In conversation with the Nurse Practitioner (Whoop!) that was on his case, she asked me questions about his culture and religion and how some of his actions could be explainable such as his mumbling could be him praying? or making dua (supplication)? He could be doing tasbeeh (similar to rosary) when he taps finger to finger. Everything had a reason. He was not crazy. I was sure of it. She asked me what I thought, and I confidently answered that I was not confident he was a paranoid schizophrenic.

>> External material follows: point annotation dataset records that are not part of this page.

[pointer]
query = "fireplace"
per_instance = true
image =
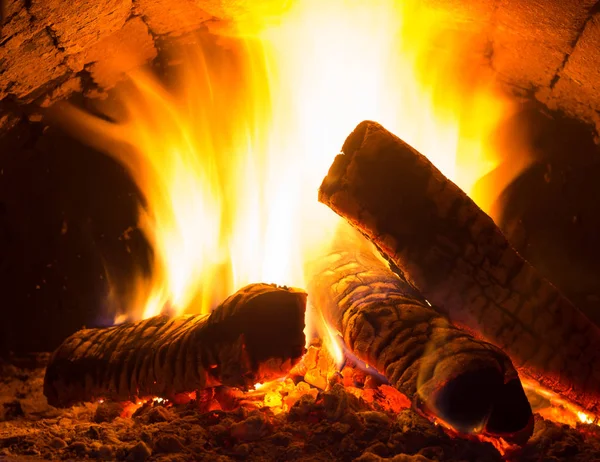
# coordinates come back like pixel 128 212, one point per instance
pixel 192 272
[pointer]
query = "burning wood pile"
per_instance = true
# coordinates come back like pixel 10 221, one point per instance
pixel 440 326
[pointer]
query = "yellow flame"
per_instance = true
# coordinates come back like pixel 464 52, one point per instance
pixel 230 158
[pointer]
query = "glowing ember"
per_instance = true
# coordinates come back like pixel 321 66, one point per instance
pixel 230 161
pixel 559 410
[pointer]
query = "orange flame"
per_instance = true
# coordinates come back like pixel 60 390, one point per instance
pixel 230 160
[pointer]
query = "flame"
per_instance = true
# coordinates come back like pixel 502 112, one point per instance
pixel 560 410
pixel 229 158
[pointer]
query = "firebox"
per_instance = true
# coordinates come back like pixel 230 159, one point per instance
pixel 300 230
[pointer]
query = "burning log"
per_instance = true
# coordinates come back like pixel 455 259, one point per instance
pixel 449 375
pixel 454 254
pixel 254 336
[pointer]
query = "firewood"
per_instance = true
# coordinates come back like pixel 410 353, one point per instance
pixel 446 373
pixel 455 255
pixel 254 336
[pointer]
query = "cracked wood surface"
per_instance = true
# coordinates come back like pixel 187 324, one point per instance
pixel 453 253
pixel 546 48
pixel 385 322
pixel 256 335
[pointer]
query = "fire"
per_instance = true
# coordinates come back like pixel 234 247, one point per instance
pixel 229 158
pixel 559 409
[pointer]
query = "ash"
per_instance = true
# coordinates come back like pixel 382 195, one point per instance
pixel 338 424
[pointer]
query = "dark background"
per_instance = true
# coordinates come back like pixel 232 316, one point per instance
pixel 65 210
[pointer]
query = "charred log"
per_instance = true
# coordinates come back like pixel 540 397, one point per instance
pixel 454 254
pixel 255 335
pixel 448 374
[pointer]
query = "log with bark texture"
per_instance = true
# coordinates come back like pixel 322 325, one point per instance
pixel 449 375
pixel 454 254
pixel 254 336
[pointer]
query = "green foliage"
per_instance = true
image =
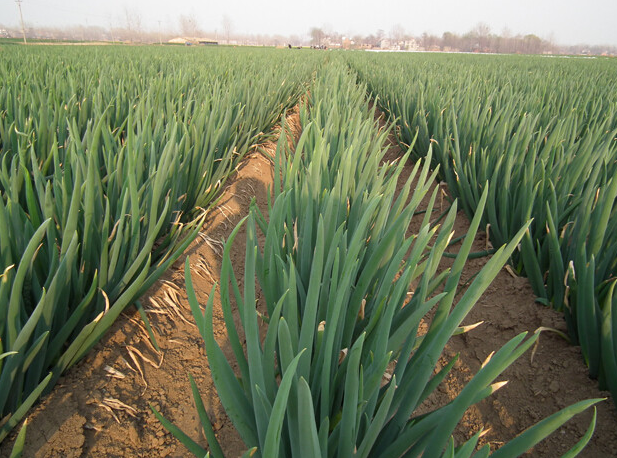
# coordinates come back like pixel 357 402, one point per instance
pixel 342 369
pixel 108 160
pixel 542 133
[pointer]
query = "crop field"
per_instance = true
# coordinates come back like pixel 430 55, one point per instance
pixel 331 338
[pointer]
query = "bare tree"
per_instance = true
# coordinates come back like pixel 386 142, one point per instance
pixel 397 33
pixel 227 26
pixel 317 35
pixel 187 26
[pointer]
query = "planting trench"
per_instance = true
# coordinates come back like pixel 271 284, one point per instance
pixel 101 406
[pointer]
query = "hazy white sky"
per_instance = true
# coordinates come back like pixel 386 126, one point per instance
pixel 566 21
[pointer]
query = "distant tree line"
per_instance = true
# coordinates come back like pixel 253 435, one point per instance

Seriously, please. That was ridiculous. This kid talked normally, he looked me directly in the eye during our conversations, he had goals, aspirations. He was NOT crazy. I refused to believe it.

The next week that we went back I was excited to hang out with “Ahmed”, play checkers (he said he wanted to play the next time we came) and find out more about him and his condition but when we got there he was gone. “Ahmed” was sent to a more protective mental facility one day before we returned for our last week of rotation.

The Nurse Practitioner updated me on his status, then she asked me questions that made me realize all the things that I was pretending I did not see. Suddenly, my whole perspective on my conversation that day with “Ahmed” had changed…

His direct eye contact was the manipulation of a schizophrenic. His mimicking my every move was in a sense a way to impress me. A way to feed to me what he thought I wanted to hear. Just like his answers to my questions. I also found out later that “Ahmed” had been doing drugs after he dropped out of college. Remember when he told me he talked to his father often? His father died 2 years ago. (This was another one of those moments where I froze and didn’t know what to do) So if he is “talking” to his father, it’s definitely not physically his father. His chart said he sees shadows around him and they whisper. Maybe he was high? (yeah I still tried to justify) He reads the Quran. Mashallah. He reads it so fast he can’t stop himself or understand what he is reading.

I still sifted through his chart and read every note made by the nurses or doctors in hope that there was some unseen piece of the puzzle. There was nothing.

All I could do now was pray for the brother with whom I had an automatic unstated faith bond with. So I prayed that Allah (God) help my brother “Ahmed” and bring him peace and guidance so he can achieve his dreams.

The “Automatic Unstated Faith Bond” can be blinding.